1. Slide Preparation

  1. Place the slides in a dyeing jar, add 1 mol/L KOH solution to immerse the slides, and ultrasonic for 20 minutes.
  2. Pour out the KOH solution and wash the slides twice with deionized water.
  3. Immerse the slides in chromatography-grade methanol and ultrasonic for 15 minutes (wrap with aluminum foil to reduce evaporation), then wash with acetone twice.
  4. Pour out the acetone, prepare a mixture of 49 mL acetone and 1 mL APTES, and add it to the dyeing jar to immerse the slides, place in the dark for 10 minutes, ultrasonic for 1 minute, place in the dark again for 10 minutes, pour out the solution, wash the slides twice with deionized water, and dry with nitrogen (tilt slightly to the right, feel the airflow size, adjust to avoid breaking the slides). (The graduated cylinder and beaker used to prepare the solution should be rinsed with acetone in advance.)
  5. Pour deionized water into an empty pipette tip box to immerse the bottom, and place the dried slides on the support inside the tip box.
  6. Cut the tip of the pipette about 0.5 cm, narrow end up, prepare AB glue (mix AB glue in a 1:1 ratio), use tweezers to coat the outer wide end with glue and attach it to the slide, and drop the sample after the glue solidifies.

2. Single-Molecule Microscope (Use in Complete Dark Room)

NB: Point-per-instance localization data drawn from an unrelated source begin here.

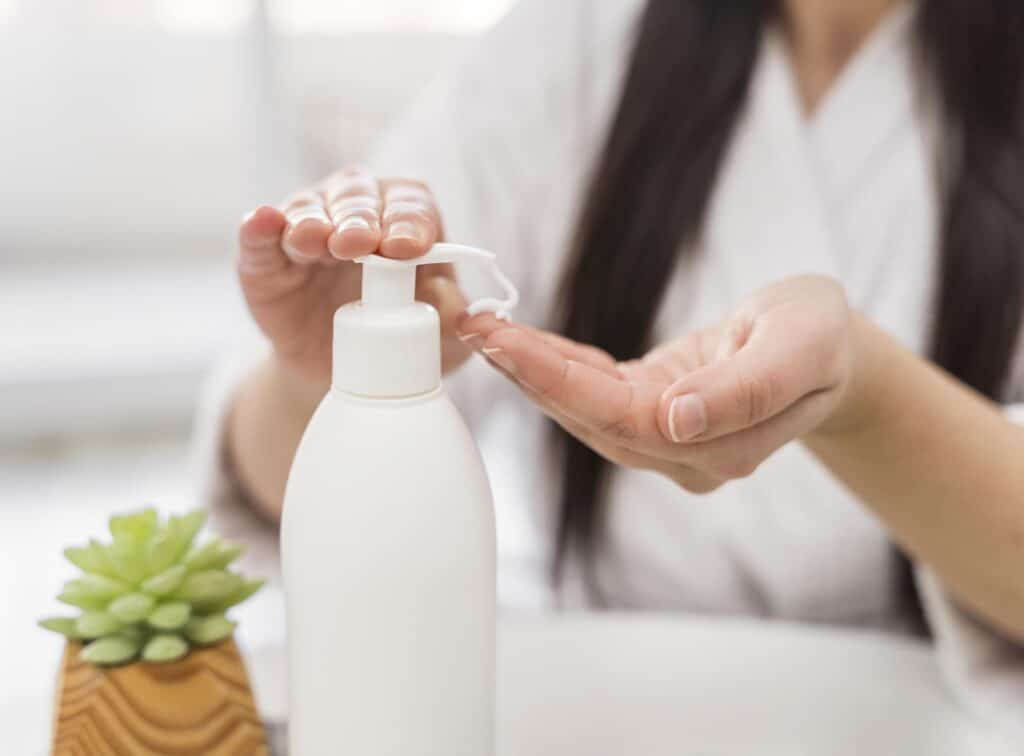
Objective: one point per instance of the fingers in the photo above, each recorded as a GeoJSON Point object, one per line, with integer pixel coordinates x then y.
{"type": "Point", "coordinates": [744, 388]}
{"type": "Point", "coordinates": [410, 217]}
{"type": "Point", "coordinates": [475, 331]}
{"type": "Point", "coordinates": [304, 238]}
{"type": "Point", "coordinates": [352, 214]}
{"type": "Point", "coordinates": [353, 202]}
{"type": "Point", "coordinates": [259, 242]}
{"type": "Point", "coordinates": [623, 410]}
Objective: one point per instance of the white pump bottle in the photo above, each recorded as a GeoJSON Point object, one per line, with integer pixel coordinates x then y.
{"type": "Point", "coordinates": [388, 540]}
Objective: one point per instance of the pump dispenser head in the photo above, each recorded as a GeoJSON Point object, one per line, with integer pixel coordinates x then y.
{"type": "Point", "coordinates": [387, 344]}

  1. Hardware: Turn on the 4 switches from right to left and top to bottom; Software: Open the yellow, black, and three consecutive software below, and use it when the temperature reaches -80°C.
  2. Drop oil onto the lens, place the slide on and align it with the lens, turn on the red light and light shield, adjust the wide field, and use the coarse focus to make the image clearer, appear bright spots, then adjust the TIRF angle to make the image clear, take pictures and save, select 3 clear fields for dynamic capture of 100 images each sample.
  3. Use the self-developed fluorescence point counting program to analyze the captured images.
  4. Close the small window first and select ”No,” then close the large window and select ”No,” in the reverse order of opening. Wipe the lens with lens paper, then use a cotton swab to gently clean, restore the lens, reset the light shield, and cover it.
Notes
  1. When drying the slides with nitrogen, be mindful of the airflow size to avoid breaking the slides.
  2. The chamber must be pressed tightly with tweezers while the glue is not dry to ensure there are no gaps.
  3. The chamber must be pressed tightly with tweezers while the glue is not dry to ensure there are no gaps.
  4. Clean the optical components to prevent dust or dirt from affecting image quality.